My work is the result of an investigation into the relationship between representation and memory. In particular, it deals with the inherent limitations of any archival practice. I appropriate old family photographs, specifically ones that were excluded from the family’s photo album and narrative. I use those photographs to create oil paintings and collages that expose the ambivalence of any archival practice and supplemental narratives. I am interested in how an archive works in two directions at once: simultaneously wanting to complete itself and yet knowing that completion is impossible because something always escapes. I see the excluded family photographs as what has escaped and what can be used as raw material to construct an alternative version of the past, another temporal narrative image.
It is not my own past I am trying to actualize in my paintings and they are not an attempt to reproduce the original moment in time. Instead the personal and impersonal come together in my work to create a sensation or mood. I do this by omitting or enhancing certain information in the photograph as well as embracing the changes that take place when I render the imagery in paint.

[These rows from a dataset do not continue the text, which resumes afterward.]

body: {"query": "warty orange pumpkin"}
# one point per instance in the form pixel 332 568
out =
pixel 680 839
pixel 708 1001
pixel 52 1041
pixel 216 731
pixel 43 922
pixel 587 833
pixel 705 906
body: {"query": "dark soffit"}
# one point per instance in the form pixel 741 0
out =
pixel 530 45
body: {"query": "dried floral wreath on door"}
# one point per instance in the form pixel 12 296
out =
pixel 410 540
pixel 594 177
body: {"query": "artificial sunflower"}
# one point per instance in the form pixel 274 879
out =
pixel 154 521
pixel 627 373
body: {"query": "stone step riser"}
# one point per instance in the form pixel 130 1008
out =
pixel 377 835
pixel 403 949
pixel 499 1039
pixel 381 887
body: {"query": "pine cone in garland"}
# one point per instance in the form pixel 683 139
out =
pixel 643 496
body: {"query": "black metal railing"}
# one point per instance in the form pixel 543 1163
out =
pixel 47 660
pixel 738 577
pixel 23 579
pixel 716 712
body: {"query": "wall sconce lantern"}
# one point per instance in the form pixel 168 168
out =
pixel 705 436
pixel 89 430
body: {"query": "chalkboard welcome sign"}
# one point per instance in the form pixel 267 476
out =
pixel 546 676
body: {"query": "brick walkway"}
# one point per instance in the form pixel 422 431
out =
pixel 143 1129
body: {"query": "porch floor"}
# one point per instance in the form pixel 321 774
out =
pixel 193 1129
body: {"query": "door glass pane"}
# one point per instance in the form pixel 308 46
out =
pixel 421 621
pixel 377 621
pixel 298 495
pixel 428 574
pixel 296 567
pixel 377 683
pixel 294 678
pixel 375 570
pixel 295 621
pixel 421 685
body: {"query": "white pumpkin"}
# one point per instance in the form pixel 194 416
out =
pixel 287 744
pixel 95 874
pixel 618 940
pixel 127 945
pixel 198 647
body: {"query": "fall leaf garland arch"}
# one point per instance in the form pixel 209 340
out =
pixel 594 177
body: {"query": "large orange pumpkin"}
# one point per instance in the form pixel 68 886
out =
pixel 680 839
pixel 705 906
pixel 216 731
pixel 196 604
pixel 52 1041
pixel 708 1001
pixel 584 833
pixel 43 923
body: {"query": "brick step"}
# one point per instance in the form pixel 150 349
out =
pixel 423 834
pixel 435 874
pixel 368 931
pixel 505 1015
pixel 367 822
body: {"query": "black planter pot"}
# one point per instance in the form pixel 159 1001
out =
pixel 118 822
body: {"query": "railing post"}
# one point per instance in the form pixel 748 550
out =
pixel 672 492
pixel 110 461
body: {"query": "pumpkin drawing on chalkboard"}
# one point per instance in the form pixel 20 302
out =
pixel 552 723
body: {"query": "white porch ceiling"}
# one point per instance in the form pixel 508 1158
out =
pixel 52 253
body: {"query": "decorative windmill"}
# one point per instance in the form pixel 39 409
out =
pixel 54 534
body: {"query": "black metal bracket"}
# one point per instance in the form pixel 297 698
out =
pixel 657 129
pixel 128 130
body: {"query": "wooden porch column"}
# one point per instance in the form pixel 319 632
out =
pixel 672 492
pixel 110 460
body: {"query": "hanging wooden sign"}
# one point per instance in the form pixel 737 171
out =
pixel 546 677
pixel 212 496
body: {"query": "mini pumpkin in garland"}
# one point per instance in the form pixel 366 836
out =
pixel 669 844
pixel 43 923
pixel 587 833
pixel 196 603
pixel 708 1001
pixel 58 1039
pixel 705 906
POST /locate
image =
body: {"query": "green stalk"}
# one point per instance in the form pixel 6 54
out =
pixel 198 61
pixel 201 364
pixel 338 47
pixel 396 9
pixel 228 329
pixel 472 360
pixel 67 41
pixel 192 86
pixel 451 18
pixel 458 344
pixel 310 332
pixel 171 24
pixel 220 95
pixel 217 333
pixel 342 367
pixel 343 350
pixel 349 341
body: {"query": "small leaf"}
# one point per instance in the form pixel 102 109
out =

The subjects of my portraits confront the viewer with an expression or body language that is mature and self-conscious for their age. I am drawn to these as subjects because their maturity confuses the linear conception of past and present, child and adult. It is important that the subjects maintain a certain ambiguity; that their expression is enough to raise a question with out providing a clear answer. The viewer is left with the responsibility of interpreting or completing the narrative. My paintings start and end in medias res, allowing for variation and alluding to a larger whole outside of the picture frame. Images are altered, reused and translated into marks that connect them to other possible narratives. My work is intuitive and experimental, aiming to create a sensory experience that brings awareness to how different mediums construct our reality.